Analytics and Data Science, Kennesaw State University, Kennesaw, USA.
Department of Computer Science, Kennesaw State University, Marietta, USA.
Methods. 2020 Feb 15;173:24-31. doi: 10.1016/j.ymeth.2019.06.017. Epub 2019 Jun 25.
Cancer is a genetic disease comprising multiple subtypes that have distinct molecular characteristics and clinical features. Cancer subtyping helps in improving personalized treatment and making decision, as different cancer subtypes respond differently to the treatment. The increasing availability of cancer related genomic data provides the opportunity to identify molecular subtypes. Several unsupervised machine learning techniques have been applied on molecular data of the tumor samples to identify cancer subtypes that are genetically and clinically distinct.
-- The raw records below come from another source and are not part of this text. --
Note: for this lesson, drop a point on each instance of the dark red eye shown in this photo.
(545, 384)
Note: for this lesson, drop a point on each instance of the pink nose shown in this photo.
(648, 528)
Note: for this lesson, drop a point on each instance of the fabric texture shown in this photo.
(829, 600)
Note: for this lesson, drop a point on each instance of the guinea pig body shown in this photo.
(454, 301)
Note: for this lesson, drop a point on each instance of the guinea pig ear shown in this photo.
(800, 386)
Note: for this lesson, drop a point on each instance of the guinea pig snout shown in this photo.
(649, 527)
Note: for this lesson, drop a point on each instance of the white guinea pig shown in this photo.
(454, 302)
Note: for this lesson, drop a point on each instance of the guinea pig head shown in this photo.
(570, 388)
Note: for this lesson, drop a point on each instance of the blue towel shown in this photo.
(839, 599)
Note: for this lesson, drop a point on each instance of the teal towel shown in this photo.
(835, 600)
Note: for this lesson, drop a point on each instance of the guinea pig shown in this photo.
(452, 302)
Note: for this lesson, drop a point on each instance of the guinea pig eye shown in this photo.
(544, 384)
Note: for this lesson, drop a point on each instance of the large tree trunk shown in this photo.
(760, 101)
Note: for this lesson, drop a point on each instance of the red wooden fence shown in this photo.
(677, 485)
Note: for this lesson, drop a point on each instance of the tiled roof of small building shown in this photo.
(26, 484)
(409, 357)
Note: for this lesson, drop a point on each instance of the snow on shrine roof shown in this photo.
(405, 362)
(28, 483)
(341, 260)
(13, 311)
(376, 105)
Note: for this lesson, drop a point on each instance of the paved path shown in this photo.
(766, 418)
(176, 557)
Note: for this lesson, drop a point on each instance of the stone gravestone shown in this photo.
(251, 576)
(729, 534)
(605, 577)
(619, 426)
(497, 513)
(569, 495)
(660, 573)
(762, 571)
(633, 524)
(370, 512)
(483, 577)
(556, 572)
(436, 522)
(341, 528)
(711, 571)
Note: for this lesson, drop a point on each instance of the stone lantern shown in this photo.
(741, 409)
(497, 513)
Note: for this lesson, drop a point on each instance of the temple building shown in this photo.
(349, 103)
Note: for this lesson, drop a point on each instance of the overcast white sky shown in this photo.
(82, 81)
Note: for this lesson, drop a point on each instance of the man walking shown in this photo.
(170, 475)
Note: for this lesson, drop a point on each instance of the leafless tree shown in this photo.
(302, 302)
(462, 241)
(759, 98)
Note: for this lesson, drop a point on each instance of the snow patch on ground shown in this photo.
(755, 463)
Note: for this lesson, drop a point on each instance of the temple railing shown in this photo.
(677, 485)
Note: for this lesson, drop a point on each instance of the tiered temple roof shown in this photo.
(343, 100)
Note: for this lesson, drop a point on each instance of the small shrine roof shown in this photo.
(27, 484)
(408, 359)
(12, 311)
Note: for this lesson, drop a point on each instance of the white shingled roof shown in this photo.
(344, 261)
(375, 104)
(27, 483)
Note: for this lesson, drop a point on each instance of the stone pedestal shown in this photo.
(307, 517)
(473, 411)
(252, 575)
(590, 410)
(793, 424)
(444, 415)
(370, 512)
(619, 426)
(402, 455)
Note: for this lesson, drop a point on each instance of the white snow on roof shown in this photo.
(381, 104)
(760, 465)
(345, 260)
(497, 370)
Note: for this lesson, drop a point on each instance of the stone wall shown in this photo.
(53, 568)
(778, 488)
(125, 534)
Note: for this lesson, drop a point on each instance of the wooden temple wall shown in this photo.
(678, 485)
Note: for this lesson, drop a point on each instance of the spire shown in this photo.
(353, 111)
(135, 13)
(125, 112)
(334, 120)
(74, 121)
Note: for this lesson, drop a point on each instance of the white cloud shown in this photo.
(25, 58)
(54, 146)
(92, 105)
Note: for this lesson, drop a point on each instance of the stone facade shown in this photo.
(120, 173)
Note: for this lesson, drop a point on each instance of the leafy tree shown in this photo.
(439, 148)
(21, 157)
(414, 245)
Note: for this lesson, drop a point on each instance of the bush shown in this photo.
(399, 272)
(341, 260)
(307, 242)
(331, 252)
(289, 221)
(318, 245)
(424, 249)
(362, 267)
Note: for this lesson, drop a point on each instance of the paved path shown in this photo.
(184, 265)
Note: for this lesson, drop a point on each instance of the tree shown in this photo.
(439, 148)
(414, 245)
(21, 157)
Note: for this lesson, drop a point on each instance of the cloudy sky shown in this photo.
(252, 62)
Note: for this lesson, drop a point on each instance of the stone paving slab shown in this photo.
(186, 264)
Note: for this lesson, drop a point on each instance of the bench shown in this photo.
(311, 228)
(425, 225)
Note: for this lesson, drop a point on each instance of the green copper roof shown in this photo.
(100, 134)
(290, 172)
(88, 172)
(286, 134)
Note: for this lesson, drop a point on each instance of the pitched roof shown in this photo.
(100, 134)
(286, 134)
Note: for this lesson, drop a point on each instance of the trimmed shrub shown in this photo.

However, most clustering methods often fail to efficiently cluster patients due to the challenges imposed by high-throughput genomic data and its non-linearity. In this paper, we propose a pathway-based deep clustering method (PACL) for molecular subtyping of cancer, which incorporates gene expression and biological pathway database to group patients into cancer subtypes. The main contribution of our model is to discover high-level representations of biological data by learning complex hierarchical and nonlinear effects of pathways. We compared the performance of our model with a number of benchmark clustering methods that recently have been proposed in cancer subtypes. We assessed the hypothesis that clusters (subtypes) may be associated to different survivals by logrank tests. PACL showed the lowest p-value of the logrank test against the benchmark methods. It demonstrates the patient groups clustered by PACL may correspond to subtypes which are significantly associated with distinct survival distributions. Moreover, PACL provides a solution to comprehensively identify subtypes and interpret the model in the biological pathway level. The open-source software of PACL in PyTorch is publicly available at https://github.com/tmallava/PACL.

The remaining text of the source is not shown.